By the beginning of the fifties, the Self-Supporting Students were now referred to as the Associated Agencies and reported gross income of $50,000 annually. The Birthday Cake, Stationary, Coat Checking at the Palestra, Furniture, Auto Linen and Desk Blotter agencies were added during a period of growth in the middle of that decade. In 1959 Car Parking was folded into the University and has since been a separate department.
The sixties saw the advent of corporate partnerships. The Associated Student Agencies collaborated with Tiparillo Cigars and Mennen After Shave to distribute and promote products on campus. Additionally, there was a short-lived Embossograph Agency that produced posters. In 1964, agency workers manned the phones to call in vote tallies for various precincts from Pennsylvania’s central control point during the Johnson-Goldwater election. In 1969, the Associated Student Agencies, now located in the lower Quad, invested $40,000 in new linen with the expectation that the newly constructed high rises would create increased demand. Instead, with laundry rooms located on every other floor, wash-and-wear sheets became the next big thing and the Associated Student Agencies realized a financial loss. However, the creation of the Student Snack Agency brought in a new revenue source and the Associated Student Agencies moved forward.

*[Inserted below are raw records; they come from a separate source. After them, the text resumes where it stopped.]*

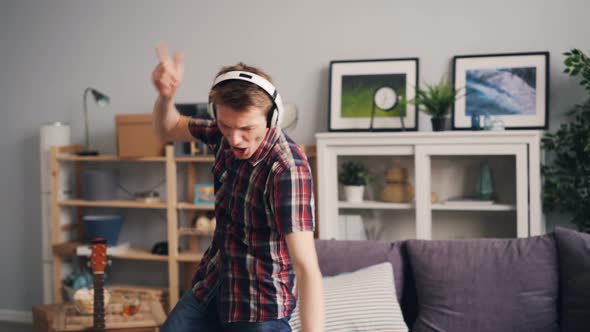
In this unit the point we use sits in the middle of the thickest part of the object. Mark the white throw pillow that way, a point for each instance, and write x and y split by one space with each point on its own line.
363 300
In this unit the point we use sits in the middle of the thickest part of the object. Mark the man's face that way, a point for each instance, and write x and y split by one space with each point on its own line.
244 130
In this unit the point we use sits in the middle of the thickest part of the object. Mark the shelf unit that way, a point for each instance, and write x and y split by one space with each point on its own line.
435 161
63 248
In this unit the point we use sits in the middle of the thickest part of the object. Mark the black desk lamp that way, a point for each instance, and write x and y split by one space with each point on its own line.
101 100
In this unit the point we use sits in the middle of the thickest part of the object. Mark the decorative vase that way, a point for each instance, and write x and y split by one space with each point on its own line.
484 186
354 194
439 123
397 189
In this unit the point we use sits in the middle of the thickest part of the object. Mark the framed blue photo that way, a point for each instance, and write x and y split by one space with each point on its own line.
204 194
511 87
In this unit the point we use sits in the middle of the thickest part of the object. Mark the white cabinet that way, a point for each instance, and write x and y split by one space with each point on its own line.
444 163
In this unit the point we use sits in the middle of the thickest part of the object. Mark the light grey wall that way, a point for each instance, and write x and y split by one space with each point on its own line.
51 50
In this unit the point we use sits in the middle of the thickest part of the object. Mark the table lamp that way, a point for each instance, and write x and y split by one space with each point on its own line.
101 100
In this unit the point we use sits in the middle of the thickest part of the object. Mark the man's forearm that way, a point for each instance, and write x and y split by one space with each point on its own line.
165 117
311 305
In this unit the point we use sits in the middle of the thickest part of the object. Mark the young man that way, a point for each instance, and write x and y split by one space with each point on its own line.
263 207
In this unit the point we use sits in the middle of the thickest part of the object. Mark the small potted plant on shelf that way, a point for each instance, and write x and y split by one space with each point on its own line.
354 175
436 100
566 186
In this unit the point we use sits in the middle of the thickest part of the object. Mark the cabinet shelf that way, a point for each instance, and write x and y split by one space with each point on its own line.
73 157
189 257
439 165
115 204
190 231
375 205
107 158
474 207
69 249
172 205
190 206
195 159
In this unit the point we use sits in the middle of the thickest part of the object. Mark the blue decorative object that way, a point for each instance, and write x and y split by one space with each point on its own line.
204 194
484 187
475 121
105 226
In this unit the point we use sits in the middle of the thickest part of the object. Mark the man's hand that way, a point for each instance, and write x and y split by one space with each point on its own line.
168 73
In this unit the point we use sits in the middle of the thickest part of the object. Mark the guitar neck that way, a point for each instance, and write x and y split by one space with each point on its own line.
98 316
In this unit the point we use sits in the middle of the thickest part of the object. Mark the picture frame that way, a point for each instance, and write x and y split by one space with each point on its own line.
352 87
204 194
513 88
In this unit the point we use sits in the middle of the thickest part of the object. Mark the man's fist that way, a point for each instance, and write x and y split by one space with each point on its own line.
168 73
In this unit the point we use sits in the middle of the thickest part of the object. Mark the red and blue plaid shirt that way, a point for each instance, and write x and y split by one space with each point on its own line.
258 201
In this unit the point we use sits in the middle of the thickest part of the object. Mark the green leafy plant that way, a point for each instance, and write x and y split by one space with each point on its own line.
353 173
436 100
566 186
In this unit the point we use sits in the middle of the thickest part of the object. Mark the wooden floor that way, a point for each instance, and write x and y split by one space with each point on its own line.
15 327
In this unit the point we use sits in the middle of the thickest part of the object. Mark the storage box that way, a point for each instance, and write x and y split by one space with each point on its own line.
136 136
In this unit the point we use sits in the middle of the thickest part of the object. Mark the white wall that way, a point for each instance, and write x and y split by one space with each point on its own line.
51 50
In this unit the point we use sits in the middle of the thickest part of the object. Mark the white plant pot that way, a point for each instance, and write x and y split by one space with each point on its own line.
354 194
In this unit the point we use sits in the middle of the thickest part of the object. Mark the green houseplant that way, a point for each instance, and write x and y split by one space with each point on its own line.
566 186
354 175
436 100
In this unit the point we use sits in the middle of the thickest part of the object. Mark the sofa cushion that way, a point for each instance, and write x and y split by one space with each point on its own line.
486 284
363 300
574 274
339 256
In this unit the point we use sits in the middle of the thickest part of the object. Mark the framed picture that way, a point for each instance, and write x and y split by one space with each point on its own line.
355 85
204 194
513 88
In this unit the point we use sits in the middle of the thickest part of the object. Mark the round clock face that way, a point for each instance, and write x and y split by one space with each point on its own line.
385 98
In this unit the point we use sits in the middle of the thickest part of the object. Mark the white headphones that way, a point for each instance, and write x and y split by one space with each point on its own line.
274 115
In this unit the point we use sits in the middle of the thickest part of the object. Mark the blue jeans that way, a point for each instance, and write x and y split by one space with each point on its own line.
191 316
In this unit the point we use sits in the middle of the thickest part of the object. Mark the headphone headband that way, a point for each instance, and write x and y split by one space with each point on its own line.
259 81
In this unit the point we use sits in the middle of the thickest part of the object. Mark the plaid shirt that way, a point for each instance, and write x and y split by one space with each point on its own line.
258 201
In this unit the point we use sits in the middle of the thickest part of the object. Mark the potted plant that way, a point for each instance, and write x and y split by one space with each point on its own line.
354 175
566 186
436 100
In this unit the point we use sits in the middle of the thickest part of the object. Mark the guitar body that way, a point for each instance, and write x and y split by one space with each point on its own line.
98 262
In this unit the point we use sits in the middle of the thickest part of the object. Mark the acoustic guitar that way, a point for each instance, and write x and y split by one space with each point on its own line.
98 262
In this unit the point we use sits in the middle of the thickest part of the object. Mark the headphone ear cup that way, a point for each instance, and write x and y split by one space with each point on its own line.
271 118
211 110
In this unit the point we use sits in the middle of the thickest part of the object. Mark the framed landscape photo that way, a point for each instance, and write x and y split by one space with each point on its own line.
355 85
511 87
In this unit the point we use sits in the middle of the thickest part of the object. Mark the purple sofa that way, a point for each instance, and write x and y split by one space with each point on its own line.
539 283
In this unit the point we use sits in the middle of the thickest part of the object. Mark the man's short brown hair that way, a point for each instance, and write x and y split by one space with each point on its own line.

In 1972, the Associated Student Agencies relocated its offices to 3609 Locust Walk. Then, in 1974, they relocated again, this time to 301 Logan Hall. During the seventies, the student directory began publication and the Apparel Agency manufactured clothing for various Penn departments. In 1975, citing marketing reasons, the organization’s name was changed to Penn Student Agencies. In 1976, the Publications Agency printed The Student Bicentennial Guide to Philadelphia. At the same time, the entire city saw an onslaught of bicentennial related merchandise and a smaller than anticipated tourism turnout. This made for another financial disappointment. Yet, the Catering Agency, Bartending School and Bus Agency all brought about large successes. By 1977 the PSA budget had expanded to $300,000 annually and maintained a workforce of 180 students.

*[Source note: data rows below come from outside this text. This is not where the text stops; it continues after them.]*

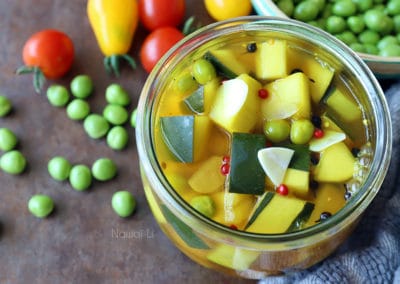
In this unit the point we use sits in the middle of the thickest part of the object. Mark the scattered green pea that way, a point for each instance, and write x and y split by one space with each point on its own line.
344 8
203 71
104 169
57 95
133 118
390 50
305 11
5 106
59 168
80 177
13 162
117 138
277 130
185 83
204 204
116 94
96 126
286 6
356 24
78 109
81 86
8 140
40 205
123 203
115 114
301 131
335 24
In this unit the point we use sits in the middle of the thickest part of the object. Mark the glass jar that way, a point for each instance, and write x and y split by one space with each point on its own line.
237 252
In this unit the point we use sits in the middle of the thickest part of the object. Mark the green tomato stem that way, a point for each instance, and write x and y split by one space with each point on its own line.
112 66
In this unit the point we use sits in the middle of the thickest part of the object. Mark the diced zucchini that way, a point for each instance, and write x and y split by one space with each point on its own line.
329 198
275 161
232 257
288 97
236 106
195 102
330 137
343 105
186 136
319 74
210 93
226 63
246 174
336 164
298 182
208 177
271 60
301 159
233 208
279 214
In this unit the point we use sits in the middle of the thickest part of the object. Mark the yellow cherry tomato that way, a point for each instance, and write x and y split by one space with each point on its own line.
226 9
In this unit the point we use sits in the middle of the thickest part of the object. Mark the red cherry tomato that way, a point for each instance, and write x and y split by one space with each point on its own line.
52 51
156 44
155 14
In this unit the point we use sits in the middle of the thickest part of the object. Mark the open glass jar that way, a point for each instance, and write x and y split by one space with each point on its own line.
241 252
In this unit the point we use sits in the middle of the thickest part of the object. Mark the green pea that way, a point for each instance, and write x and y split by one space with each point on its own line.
305 11
96 126
81 86
301 131
396 22
390 50
319 3
377 21
204 204
78 109
116 94
347 37
369 36
40 205
277 130
363 5
133 118
115 114
13 162
117 138
80 177
357 47
57 95
186 83
123 203
104 169
371 49
8 140
286 6
5 106
344 8
387 40
335 24
393 7
326 11
59 168
356 24
203 71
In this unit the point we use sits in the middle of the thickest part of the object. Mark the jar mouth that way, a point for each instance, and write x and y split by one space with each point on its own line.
380 123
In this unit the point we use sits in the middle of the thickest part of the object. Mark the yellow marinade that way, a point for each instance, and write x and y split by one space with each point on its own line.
214 147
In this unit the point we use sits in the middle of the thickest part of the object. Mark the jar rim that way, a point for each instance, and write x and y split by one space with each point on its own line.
382 152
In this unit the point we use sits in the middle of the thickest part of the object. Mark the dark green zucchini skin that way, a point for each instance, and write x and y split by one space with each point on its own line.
246 175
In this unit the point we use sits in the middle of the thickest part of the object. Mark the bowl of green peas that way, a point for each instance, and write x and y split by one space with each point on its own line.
371 28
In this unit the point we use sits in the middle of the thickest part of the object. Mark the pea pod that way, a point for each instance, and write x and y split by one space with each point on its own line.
114 24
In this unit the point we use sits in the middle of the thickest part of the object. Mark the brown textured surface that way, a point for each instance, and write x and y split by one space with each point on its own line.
83 241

In 1985, PSA reported the following agencies: Professional Services, Newspaper, Catering, Travel, Linen, Publications, Small Ventures, Product Line, Commissaries and Distribution. That year also saw the debut of the Penn Calendar, customized Penn Banners and a partnership with Art Carved (now Balfour) for class ring sales; all of which continue to the present day. Our headquarters are now located in Williams Hall, Room 117.
Throughout its history, PSA’s unique experiential learning model has provided a chance for students to live and learn entrepreneurship and business management. Many of our graduates have gone on to lead financial services, non-profit, and retail enterprises. Regardless of major or career interest, student participants develop entrepreneurial and business skills and receive an invaluable experience from working at PSA.